6 Sep 2009

British minister admits Lockerbie trade link

2:09 pm on 6 September 2009

A senior British government minister has admitted in a newsaper interview that trade and oil played a "very big part" in the decision to include the Lockerbie bomber in a prisoner transfer deal.

Abdel Basset al-Megrahi was freed early from a Scottish jail last month on humanitarian grounds because he was terminally ill with prostate cancer.

British justice secretary Jack Straw has told the Daily Telegraph that trade and the BP oil company's exploration deal with Libya were factors in the prisoner deal.

"Libya was a rogue state. We wanted to bring it back into the fold," the newspaper quotes Mr Straw as saying. "And yes, that included trade because trade is an essential part of it and subsequently there was the BP deal."

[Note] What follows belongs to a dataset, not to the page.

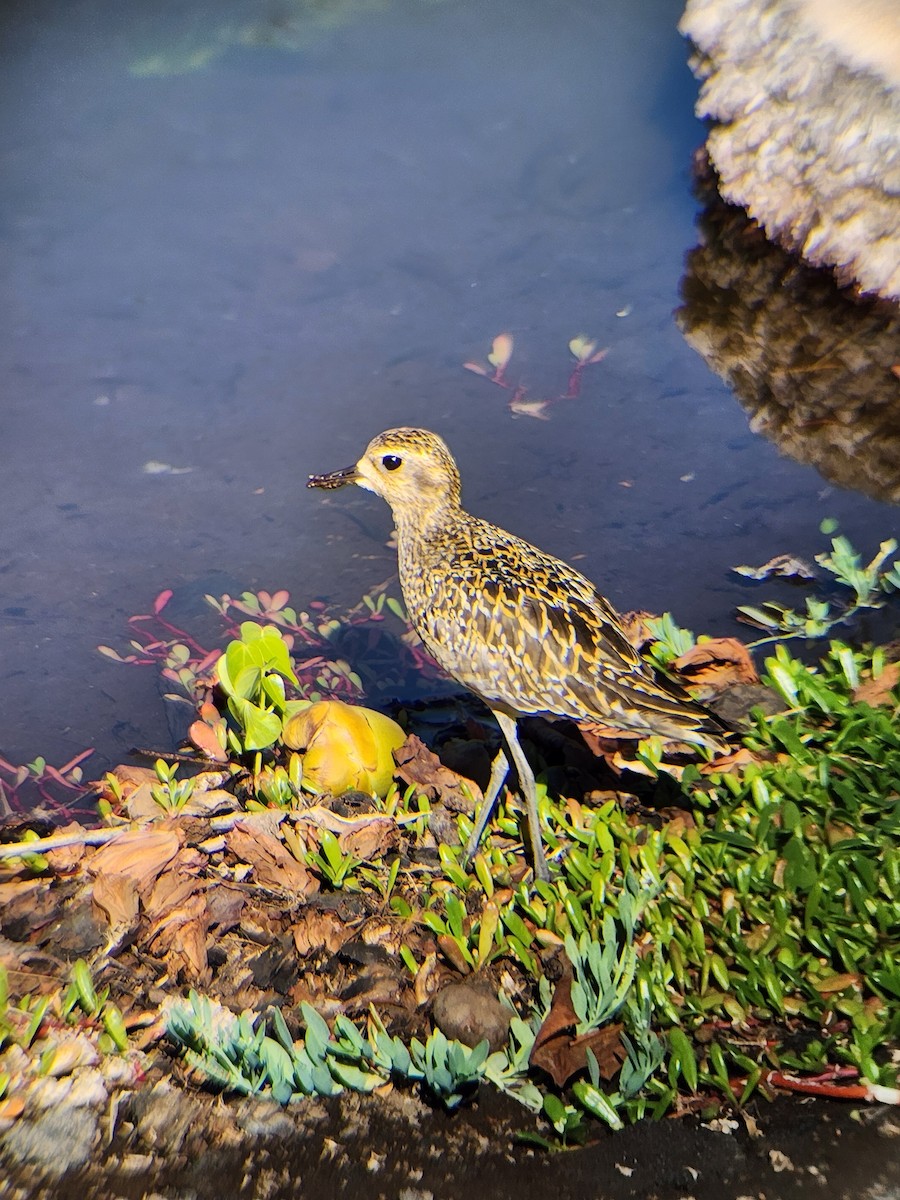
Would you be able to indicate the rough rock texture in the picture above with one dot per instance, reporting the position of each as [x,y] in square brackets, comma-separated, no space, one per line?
[816,369]
[805,95]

A spokesman for Mr Straw told the BBC the minister had always made clear that wider considerations such as trade and normalising relations with Libya played a part in the negotiation of the prisoner transfer agreement.

The spokesperson accused the press of an absurd and offensive level of innuendo over the issue.

Earlier this week the British Prime Minister Gordon Brown insisted there was no conspiracy, cover-up, or deal on oil over the release.

Megrahi is the only person to have been convicted over the killing of 270 people in the bombing of a Pan Am passenger plane over the Scottish town of Lockerbie in 1988.